Harnham is a leading recruitment specialist in Data and AI, currently partnering with a top-tier gaming and interactive entertainment company. The Senior ML Platform Engineer will be responsible for designing and implementing systems for model deployment, monitoring, and lifecycle management, collaborating closely with teams to enhance the machine learning platform.
Responsibilities:
- Design and implement ML inference infrastructure for real-time and nearline/batch model serving, including CPU/GPU-aware orchestration and automated deployment pipelines
- Partner with research and product/game teams to understand needs and build generalizable, reusable platform solutions
- Contribute to CI/CD workflows for ML artifacts, enabling fast iteration and safe promotion from development to production
- Build and maintain tooling for environment and dependency management (e.g., Poetry/Conda lock files, secure container image builds) to ensure reproducible ML runtimes
- Implement observability and monitoring capabilities (latency, resource utilization, drift detection, reliability signals)

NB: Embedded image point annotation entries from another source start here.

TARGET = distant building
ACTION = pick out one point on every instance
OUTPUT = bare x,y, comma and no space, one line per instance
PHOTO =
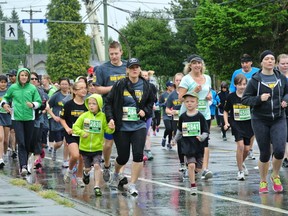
40,61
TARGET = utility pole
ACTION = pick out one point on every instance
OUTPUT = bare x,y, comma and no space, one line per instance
31,37
105,29
1,62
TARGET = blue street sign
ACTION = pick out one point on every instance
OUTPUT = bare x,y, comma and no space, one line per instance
34,20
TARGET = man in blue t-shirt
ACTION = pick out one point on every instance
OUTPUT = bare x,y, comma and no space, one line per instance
247,70
106,75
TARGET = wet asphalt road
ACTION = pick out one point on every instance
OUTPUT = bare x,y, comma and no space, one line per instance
162,190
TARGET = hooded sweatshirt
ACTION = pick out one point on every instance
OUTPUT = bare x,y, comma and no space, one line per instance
19,95
270,109
93,124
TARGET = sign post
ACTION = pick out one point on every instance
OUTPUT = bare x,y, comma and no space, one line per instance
11,31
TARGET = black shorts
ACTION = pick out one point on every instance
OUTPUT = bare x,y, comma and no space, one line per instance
71,139
56,136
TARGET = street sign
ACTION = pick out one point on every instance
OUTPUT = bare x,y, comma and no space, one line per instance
34,20
11,31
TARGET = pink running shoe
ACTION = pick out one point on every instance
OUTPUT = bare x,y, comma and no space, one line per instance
263,188
276,184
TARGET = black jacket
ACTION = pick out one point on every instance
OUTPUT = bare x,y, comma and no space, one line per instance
114,101
270,109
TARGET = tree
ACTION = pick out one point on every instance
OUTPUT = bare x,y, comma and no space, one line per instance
152,41
68,46
183,11
13,51
227,30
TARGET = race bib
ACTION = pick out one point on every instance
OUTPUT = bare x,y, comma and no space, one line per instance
191,129
92,126
202,104
176,115
241,112
130,114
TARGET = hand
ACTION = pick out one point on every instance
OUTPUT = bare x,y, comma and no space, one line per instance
265,96
283,104
7,108
69,131
29,104
85,135
111,124
141,113
198,88
226,126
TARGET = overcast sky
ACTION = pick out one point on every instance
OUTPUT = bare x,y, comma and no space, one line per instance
116,17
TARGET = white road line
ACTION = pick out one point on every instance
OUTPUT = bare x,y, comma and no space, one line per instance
271,208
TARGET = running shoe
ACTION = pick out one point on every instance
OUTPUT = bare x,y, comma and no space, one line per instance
285,163
182,167
106,173
14,155
241,176
193,191
24,171
276,184
114,181
2,164
97,191
263,187
67,176
37,163
86,178
149,154
251,155
65,164
80,182
245,170
122,180
54,155
169,146
163,142
207,174
131,188
42,154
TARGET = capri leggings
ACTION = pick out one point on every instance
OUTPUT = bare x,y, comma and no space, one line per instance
124,139
270,132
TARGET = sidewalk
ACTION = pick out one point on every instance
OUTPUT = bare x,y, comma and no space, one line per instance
15,200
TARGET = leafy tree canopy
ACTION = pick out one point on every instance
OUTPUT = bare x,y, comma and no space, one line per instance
68,46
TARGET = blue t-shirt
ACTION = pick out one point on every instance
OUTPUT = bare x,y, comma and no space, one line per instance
189,83
248,75
107,74
130,102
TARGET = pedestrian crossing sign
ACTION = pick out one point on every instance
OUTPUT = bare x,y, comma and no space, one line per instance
11,31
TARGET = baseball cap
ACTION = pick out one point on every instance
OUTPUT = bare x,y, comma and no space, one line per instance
133,61
194,57
12,72
192,94
169,83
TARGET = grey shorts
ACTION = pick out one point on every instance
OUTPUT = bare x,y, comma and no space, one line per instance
91,158
198,161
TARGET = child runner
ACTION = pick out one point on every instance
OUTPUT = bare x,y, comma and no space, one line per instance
5,122
71,111
192,130
240,120
90,126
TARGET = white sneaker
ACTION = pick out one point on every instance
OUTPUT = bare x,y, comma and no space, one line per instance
240,176
65,164
245,170
193,191
80,182
132,189
67,176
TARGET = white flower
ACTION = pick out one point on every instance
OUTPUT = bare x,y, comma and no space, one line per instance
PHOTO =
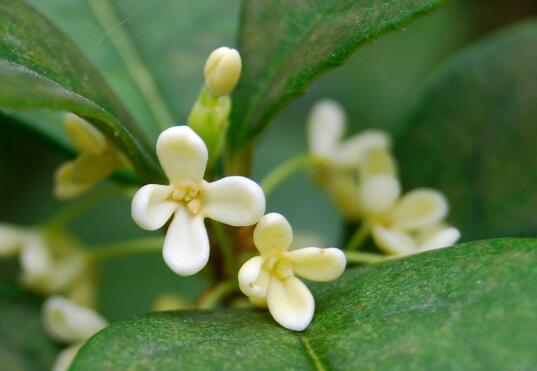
270,279
337,160
326,127
233,200
222,71
405,225
69,323
98,159
50,262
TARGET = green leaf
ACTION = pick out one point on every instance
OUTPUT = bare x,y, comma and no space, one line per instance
472,135
23,345
169,43
285,45
41,69
469,307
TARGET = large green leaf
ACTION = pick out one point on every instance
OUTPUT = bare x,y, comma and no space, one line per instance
472,134
287,44
170,44
23,345
41,69
469,307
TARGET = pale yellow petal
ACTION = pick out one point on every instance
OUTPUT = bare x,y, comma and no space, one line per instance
233,200
377,160
290,303
151,207
418,209
351,152
378,194
186,246
326,125
273,233
182,154
253,279
394,242
317,264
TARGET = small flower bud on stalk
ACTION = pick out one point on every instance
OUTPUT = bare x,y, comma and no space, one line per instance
222,71
209,117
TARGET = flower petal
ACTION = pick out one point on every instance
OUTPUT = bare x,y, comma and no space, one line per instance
182,154
378,194
273,233
317,264
186,246
84,136
234,200
442,237
394,242
351,152
150,207
35,261
253,279
65,357
377,160
11,239
326,125
68,322
290,302
420,208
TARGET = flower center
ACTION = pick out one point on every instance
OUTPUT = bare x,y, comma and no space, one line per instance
188,194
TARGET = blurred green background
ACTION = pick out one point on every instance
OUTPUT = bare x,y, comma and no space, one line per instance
377,87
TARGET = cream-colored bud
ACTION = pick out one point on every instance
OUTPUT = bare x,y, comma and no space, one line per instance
222,71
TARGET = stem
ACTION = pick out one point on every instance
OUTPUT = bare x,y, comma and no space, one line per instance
104,12
69,212
284,170
358,239
212,297
226,247
355,257
126,248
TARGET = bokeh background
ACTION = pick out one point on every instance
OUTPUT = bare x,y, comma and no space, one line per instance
377,87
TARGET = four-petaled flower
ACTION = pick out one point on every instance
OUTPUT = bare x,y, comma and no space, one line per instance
270,279
403,225
234,200
51,262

- Support best practices for production deployment including multi-version models, blue/green rollouts, shadow deployments, and robust rollback strategies
- Continuously improve developer experience through thoughtful tooling, documentation, and iterative platform enhancements
- Contribute to long-term platform architecture and cross-team infrastructure initiatives
Requirements:
- 4+ years of software engineering experience, with substantial time in platform or infrastructure teams
- Experience building and operating distributed systems or production ML platforms, ideally with a focus on model serving
- Strong experience with cloud-native systems (Kubernetes, containerization, autoscaling, observability stacks)
- Hands-on experience with one or more inference serving frameworks (e.g., Triton, KServe/KFServing, TorchServe, BentoML, Seldon, or similar)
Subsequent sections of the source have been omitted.